Navajo Veterans Housing Project Continues into Second Year
FARMINGTON A 2013 project to build houses for Navajo veterans in each of the five agencies is continuing into another year.
An update about the Navajo veterans housing project was provided on Wednesday to officials in the Navajo Office of the President and Vice President in Window Rock, Ariz., according to a press release from the office.
The housing project was implemented in September 2013 after the Navajo National Council and tribal President Ben Shelly approved an amendment that divided the mandatory 4 percent set-aside for the Veterans Trust Fund, sending 2 percent to the trust fund and 2 percent to the Department of Navajo Veterans Affairs.
The 2 percent received by the veterans affairs department is being used to build up to 15 homes and provide minor renovations for veterans homes in each of the five agencies through fiscal year 2017.
Wallace Charley, the veterans service officer for the veterans affairs departments Shiprock Agency office, said 12 houses were built in 2014.
Completion of the houses is at a standstill until the weather warms, he said, adding that crew members will complete interior work after the winter weather ends.
We want to build them nice, Charley said about the houses. We try to be careful in how we build these homes.
With 19 chapters comprising the Shiprock Agency, it was determined to provide one house for each chapter, he said.
Chapters that did not receive houses in 2014 will be the first to receive homes this year, Charley said.
One of the problems the office experienced is that veterans are not applying for the project, and, so far, eight veterans have been selected for 2015.
Charley said veterans who are interested in applying for the program can pick up an application or receive more information at the office in Shiprock.

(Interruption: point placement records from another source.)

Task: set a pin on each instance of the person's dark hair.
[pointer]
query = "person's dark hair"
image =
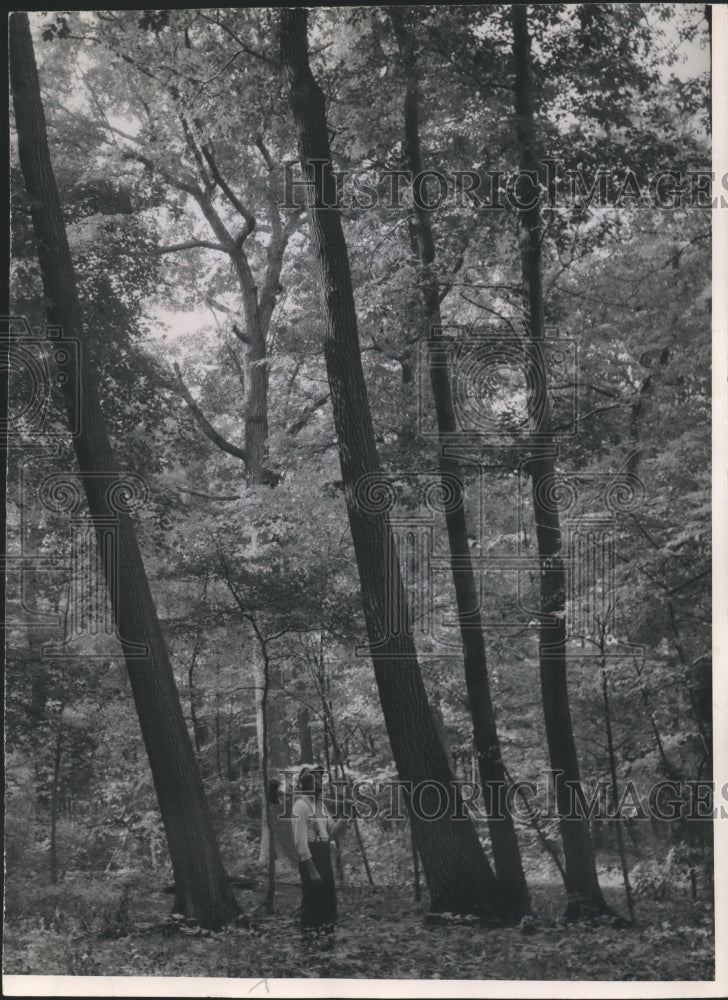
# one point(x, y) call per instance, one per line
point(306, 782)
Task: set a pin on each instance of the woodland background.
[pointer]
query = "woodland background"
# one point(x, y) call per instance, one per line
point(169, 131)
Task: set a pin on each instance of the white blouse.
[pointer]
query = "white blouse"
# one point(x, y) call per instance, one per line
point(311, 821)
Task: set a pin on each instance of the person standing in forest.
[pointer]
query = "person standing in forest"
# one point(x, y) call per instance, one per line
point(313, 830)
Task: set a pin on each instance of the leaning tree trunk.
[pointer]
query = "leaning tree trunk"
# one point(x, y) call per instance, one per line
point(202, 889)
point(506, 853)
point(458, 872)
point(582, 886)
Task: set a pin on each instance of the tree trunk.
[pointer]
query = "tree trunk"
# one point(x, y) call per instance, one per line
point(582, 886)
point(203, 891)
point(458, 872)
point(304, 736)
point(261, 738)
point(506, 853)
point(55, 785)
point(613, 774)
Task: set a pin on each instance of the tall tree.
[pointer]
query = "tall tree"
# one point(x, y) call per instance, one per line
point(458, 873)
point(202, 888)
point(506, 853)
point(582, 885)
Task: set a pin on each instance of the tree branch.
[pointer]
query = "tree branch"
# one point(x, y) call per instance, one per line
point(177, 385)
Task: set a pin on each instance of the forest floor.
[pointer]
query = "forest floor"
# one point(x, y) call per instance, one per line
point(114, 926)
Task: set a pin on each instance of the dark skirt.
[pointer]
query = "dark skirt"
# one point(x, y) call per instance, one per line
point(318, 907)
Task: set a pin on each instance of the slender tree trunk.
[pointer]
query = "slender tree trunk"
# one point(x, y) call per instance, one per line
point(203, 891)
point(613, 775)
point(271, 858)
point(506, 853)
point(582, 886)
point(304, 736)
point(261, 730)
point(55, 784)
point(458, 872)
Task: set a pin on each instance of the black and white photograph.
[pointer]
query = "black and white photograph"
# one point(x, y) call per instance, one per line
point(364, 384)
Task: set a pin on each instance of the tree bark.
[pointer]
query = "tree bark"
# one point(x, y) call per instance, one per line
point(506, 853)
point(458, 873)
point(203, 891)
point(582, 886)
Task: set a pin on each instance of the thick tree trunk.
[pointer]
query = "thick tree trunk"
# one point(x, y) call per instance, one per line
point(582, 886)
point(203, 891)
point(506, 853)
point(458, 872)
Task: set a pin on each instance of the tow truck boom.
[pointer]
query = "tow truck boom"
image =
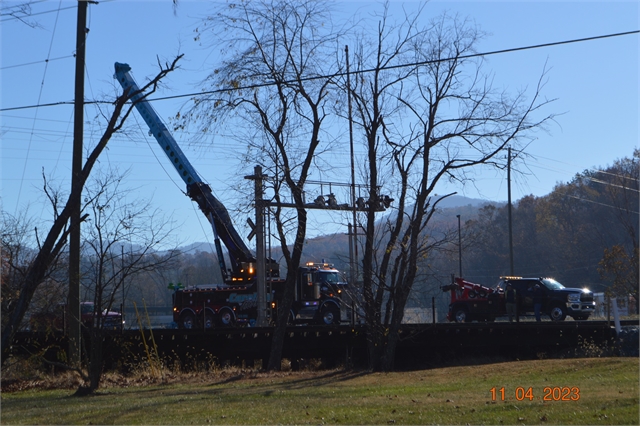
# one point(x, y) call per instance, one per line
point(242, 260)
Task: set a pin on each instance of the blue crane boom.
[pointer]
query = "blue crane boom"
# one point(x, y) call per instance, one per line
point(242, 260)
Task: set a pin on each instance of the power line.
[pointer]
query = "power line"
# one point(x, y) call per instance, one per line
point(37, 62)
point(12, 17)
point(342, 74)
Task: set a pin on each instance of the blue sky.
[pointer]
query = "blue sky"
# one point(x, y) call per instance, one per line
point(595, 84)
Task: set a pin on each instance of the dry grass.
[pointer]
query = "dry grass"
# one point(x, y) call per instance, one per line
point(455, 395)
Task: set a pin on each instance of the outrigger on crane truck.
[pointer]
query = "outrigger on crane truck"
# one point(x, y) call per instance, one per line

Although each agency is funded to build one-bedroom, two-bedroom or three-bedroom houses, the office is finding out that some veterans are not interested in receiving a one-bedroom house, he said.
The office also had three veterans who qualified for two-bedroom houses but wanted three bedrooms.
In those cases, the veterans provided the extra funding to increase the house size to three bedrooms, he said.
Last February, the tribe and Home Depot Inc. signed a $1.9 million contract to receive housing materials for the project until December.
I have to commend Home Depot, Charley said. They gave us real nice materials.
Joseph Lucero, a pro account sales associate with Home Depot in Farmington, said the store locations in Farmington, Gallup and Flagstaff, Ariz., supplied the materials.
We have traveled the entire 27,000 square miles of the reservation, Lucero said, adding that the construction workers did an incredible job during the first year of the project.